Kıdemli bir siyasetçi seçimlerin kadim tartışmalarına yeni bit boyut daha kattı. Üç dönem kuralına takılacağı için aktif siyasetin dışında kalacak olan AK Partili kıdemli siyasetçi Türkiye’de yüzde ellinin desteğini aldıklarını, ancak diğer yüzde ellinin AK Parti’den nefret ettiğini söyledi. Çarpıcı bir gözlem bu zira hayatının uzun yıllarını siyasetin içinde geçiren ve AK Parti siyasetinin oluşmasına da katkıda bulunan bir politikacının sahadan yansıttığı görüşler bunlar. Doğrudan olmasa da dolaylı bir özeleştiri tonu da var.

LAİKLİK, ŞERİAT VE ETNİK BÖLÜCÜLÜK

Yukarıda zikredilen her konu tek tek kapsamlı biçimde analiz edilmeyi hak edecek kadar önemli ve kritik meseleler. Ancak laiklik tehlikede ve etnik bölücülük kapıda tehditlerine dayalı güvenlikçi söylemde bir zayıflamanın olduğu da muhakkak. Din ve vicdan hürriyetindeki gelişmeler, başörtü yasağının kaldırılması, Aleviler ile müzakerelerin başlatılması, gayr-i müslim vakıflara mallarının iade edilmesi, katı ve kısıtlayıcı bir laiklikten daha özgürlükçü ve kapsayıcı bir laikliğe geçiş olduğunu gösteriyor. Bu alanda hala sorunlar olsa da artık eskisi gibi şeriat geliyor yaygarası yapılmıyor, yapılsa da bunun pek fazla alıcısı yok.

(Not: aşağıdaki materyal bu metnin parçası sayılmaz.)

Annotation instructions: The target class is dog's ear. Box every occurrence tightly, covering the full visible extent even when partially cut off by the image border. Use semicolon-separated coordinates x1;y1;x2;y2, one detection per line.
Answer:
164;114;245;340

Çözüm sürecinin başlatılması, farklı kimliklerin tanınması ve kamusal alanda temsili, bir süredir silahlı çatışmaların olmayışı ve barış umudu da etnik bölücülük tartışmalarının etkisizleşmesine yol açtı. Elbette nihai bir çözüme henüz ulaşılamadığı için toplumda hala bir kesim hem çözüm sürecine hem de yükselen etnik milliyetçiliğe kuşku ile bakıyor. Bunu da doğal olarak karşılamak lazım.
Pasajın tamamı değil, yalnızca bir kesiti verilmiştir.